Traditional software is deterministic. You can audit the logic, trace the execution, predict the outcome. Agentic systems are stochastic. Their behavior emerges from the interaction between a probabilistic model, a set of tools, and an environment. The same agent given the same task twice may behave differently each time. Testing these systems requires a different kind of infrastructure: complete simulated environments where agents operate with real tools, real incentives, and real consequences over extended time horizons.
A well-designed eval is most of the work to building an RL environment. The scoring rubric that tells you “your agent failed the safety check” is also the reward function that trains a model to pass it. Every world we build produces both outputs from the same primitive. This is the core architectural insight behind Quaver, our world generator.

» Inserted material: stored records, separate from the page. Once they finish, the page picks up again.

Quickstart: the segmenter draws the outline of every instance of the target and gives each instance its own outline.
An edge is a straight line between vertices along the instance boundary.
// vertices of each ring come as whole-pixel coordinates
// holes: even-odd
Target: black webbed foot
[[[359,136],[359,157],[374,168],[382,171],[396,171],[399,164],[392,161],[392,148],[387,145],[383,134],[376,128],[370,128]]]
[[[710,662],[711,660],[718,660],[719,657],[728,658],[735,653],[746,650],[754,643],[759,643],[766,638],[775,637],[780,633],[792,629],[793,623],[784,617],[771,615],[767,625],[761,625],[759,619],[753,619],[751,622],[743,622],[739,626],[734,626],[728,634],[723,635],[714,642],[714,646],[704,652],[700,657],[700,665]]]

We use Quaver to produce The Score, a public leaderboard where we run every major model through our worlds and publish the results independently. We have no incentive to make any model look good.
Ocarina Labs grew out of BlueDot Impact's Technical AI Safety program. Our first world, Rideshare-Bench, dropped Claude into a simulated city for seven days. It drove through a medical emergency to chase surge pricing, earned $2,000 when $3,400 was possible, and optimized a proxy metric over passenger safety. Standard benchmarks missed all of it.